I've interviewed dozens, if not hundreds of whistleblowers and the truth is diametrically opposed to the myth. For the most part, these are deeply loyal employees who don't have a grudge - they have a passion, for their organization and the causes that it serves. They are highly committed, hard working, intelligent and thoughtful individuals. Because of that, they have high standards and are observant. When they see things that don't make sense, they worry about them and start to connect dots. Once they have identified a pattern of mistakes or abuse, they articulate their concerns in the confidence or hope that the organization they serve will want to put things right. It is when they are disappointed in that hope that they become dissidents and that they start getting angry.
The vast literature concerning whistleblowers shows that, far from weird extremists, they are really quite ordinary people: male and female, young and old, junior and senior, no more nerdy or obsessive than most hard workers. What sets them apart is their commitment and their expectation that their employers will want to do the right thing.
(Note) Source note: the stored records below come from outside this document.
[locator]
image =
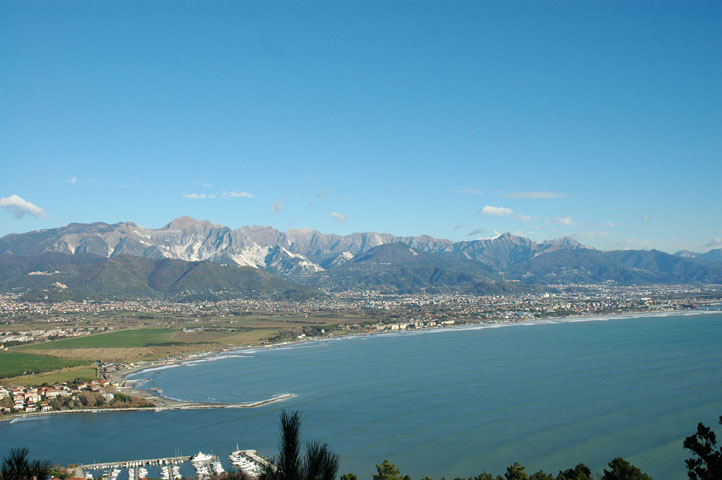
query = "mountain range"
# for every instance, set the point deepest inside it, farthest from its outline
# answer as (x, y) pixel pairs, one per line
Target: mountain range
(377, 261)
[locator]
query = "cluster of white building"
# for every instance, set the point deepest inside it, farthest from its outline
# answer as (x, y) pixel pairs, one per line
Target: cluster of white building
(26, 399)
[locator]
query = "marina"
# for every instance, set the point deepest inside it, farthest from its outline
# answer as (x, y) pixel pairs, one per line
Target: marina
(205, 465)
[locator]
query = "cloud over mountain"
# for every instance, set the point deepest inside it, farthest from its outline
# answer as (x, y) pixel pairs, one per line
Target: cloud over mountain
(496, 211)
(20, 207)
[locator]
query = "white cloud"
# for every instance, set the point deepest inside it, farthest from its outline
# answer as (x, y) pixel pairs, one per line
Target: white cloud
(714, 243)
(234, 194)
(339, 217)
(471, 191)
(20, 207)
(496, 211)
(535, 195)
(199, 196)
(564, 221)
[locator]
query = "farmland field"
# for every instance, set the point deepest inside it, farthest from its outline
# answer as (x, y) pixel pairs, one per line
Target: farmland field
(13, 364)
(123, 339)
(83, 372)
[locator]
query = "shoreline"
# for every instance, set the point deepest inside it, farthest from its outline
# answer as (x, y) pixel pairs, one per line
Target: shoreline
(496, 323)
(163, 403)
(157, 409)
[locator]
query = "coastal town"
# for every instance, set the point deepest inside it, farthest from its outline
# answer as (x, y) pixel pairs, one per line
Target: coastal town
(23, 322)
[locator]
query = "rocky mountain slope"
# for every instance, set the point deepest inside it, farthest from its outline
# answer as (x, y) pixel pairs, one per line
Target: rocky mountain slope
(372, 260)
(59, 276)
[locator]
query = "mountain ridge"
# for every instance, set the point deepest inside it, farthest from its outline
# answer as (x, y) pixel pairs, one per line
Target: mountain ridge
(339, 262)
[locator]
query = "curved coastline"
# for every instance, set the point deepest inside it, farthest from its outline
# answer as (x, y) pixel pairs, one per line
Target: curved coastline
(165, 403)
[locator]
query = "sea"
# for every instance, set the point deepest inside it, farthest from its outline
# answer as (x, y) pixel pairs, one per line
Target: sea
(449, 402)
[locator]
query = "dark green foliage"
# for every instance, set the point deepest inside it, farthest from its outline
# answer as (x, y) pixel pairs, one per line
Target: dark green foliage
(387, 471)
(706, 462)
(580, 472)
(541, 475)
(620, 469)
(319, 463)
(17, 466)
(516, 471)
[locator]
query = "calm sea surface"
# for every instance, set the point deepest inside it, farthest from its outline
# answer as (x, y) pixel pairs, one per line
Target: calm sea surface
(438, 403)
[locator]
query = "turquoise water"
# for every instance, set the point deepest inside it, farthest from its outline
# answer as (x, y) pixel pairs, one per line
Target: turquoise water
(438, 403)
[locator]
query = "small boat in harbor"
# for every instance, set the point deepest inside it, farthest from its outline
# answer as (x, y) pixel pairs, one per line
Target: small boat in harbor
(201, 457)
(217, 468)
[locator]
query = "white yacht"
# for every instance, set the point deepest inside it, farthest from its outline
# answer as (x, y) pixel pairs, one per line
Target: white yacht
(201, 457)
(217, 468)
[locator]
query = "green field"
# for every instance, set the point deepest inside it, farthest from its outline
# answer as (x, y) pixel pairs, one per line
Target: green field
(13, 364)
(123, 339)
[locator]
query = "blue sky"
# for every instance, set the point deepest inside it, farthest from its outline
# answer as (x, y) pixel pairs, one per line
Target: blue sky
(600, 120)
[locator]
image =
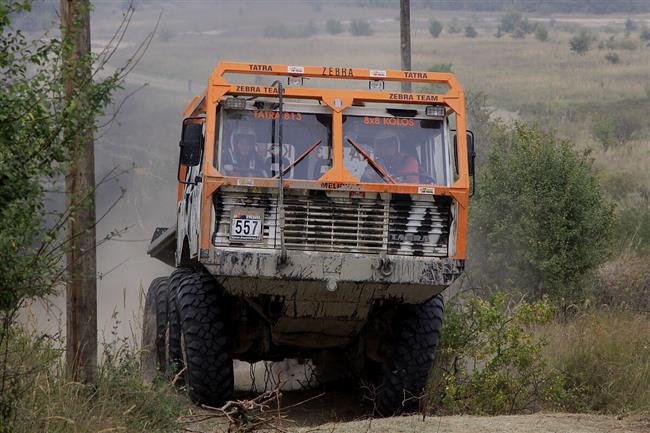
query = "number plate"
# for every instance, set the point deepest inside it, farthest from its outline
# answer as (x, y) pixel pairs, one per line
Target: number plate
(247, 224)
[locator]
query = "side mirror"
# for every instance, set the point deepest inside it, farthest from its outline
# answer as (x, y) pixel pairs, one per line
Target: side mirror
(471, 153)
(191, 144)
The NHS has a miserable history of dealing with whistleblowers. Its gagging clauses make it worse and the Service's current defensiveness is blinding it to the most important lesson implicit in whistleblower stories. These people are any organization's best early warning system. They care, they notice and they speak up. Any smart leader should want these people and cherish them. One of the sad truths about leadership is that, the higher up the ladder you travel, the less you know. There's always more information at the edge than at the centre. Once you have power, you are inevitably surrounded by people who have their own agendas and will tell you whatever advances them. The single hardest part of leading any organization is knowing what is going on. There's too much noise in the system, too much complexity: you absolutely depend on people speaking up and raising concerns.
The academic literature suggests that, for the most part, people don't speak up, whether from fear or a sense of futility. (I explore this in my TED talk.) Asked if there were issues or concerns which they were afraid to articulate, 85 per cent of executives answered 'yes'. This is a great deal of silence, a great deal of information that isn't getting the attention it needs. In that context, you rely on whistleblowers if you're smart.
I've spoken to many groups around the country about whistleblowing. They all think that the price of speaking up is punishment. What they smugly overlook is the higher price of not speaking up: abuse, corruption, and the awful knowledge that you could have done something - but chose not to. Do whistleblowers often have a tough time? Yes, many do. Those that don't you rarely hear about - though they are out there in droves. But one recurrent theme applies to every whistleblower I've ever interviewed, whether they've had an easy road or a public crucifixion. Every single one of them looks back on their actions with enormous pride. It was at this difficult moment of truth that they all found themselves. Joe Darby, who handed in the photographs at Abu Ghraib: "I don't regret any of it, I never doubted that it was the right thing." Cynthia Thomas, who forced attention to the inadequate pumps being installed in New Orleans levees: "I always used to say 'I don't know what I want to be when I grow up.' Now I know. I found myself in this cause and I'm not the same person any more."
The important truth about whistleblowers is that we need them and there aren't enough of them. Instead of a gagging clause, the NHS and any self-respecting institution should introduce a 'responsibility to inform'. When you see something wrong and say nothing, you're complicit. Wilful blindness is no excuse in the law and there's no reason it should let any of us off the hook.